For anyone who’s been in the backup / recovery space for any length of time, it’s very likely you’ve heard one or more of the following phrases:
- Tape is dead
- Dedup is the future of backup
- We’re out of space in our dedup
- [Cloud] Object storage is the future of backup
- Dedup on object storage is the future of backup
- Recoveries are too slow from [tape | dedup | object]
This is the road we’ve all traveled over the last 15 years or so. But where does it end? Where is our pot of gold at the end of the rainbow? Why can’t we have backups that are cost effective, scalable, resilient, and most importantly can meet my recovery SLAs?
When Actifio set out to start using object storage, our intention was to use it as an alternative to tape, especially for long-term retention. Instead of falling into the same trap that seems to have snared everyone else and focusing just on backups, we decided to keep a focus on recovery times. We realized that the way we store data would allow us to use our near-instant mount feature, even if the data was coming from object storage.
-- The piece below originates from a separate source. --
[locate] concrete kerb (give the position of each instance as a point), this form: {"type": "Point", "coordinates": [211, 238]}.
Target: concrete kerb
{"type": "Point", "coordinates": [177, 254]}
When this feature was released it was an immediate attention grabber. People loved the fact they could access backups, no matter how old, from anywhere with access to the object storage (which in the world of cloud providers means they could access it from anywhere). Not only could they access it from anywhere, but they could bring large databases online without the need to copy all the data first. They could even bring up a database stored in the cloud on a local database server, with almost no storage consumption locally!
The realization that we had something special in our hands led us to double-down our efforts in this technology, and we subsequently introduced incremental-forever backups to object storage, allowing it to become a primary backup medium instead of just a long-term monthly copy.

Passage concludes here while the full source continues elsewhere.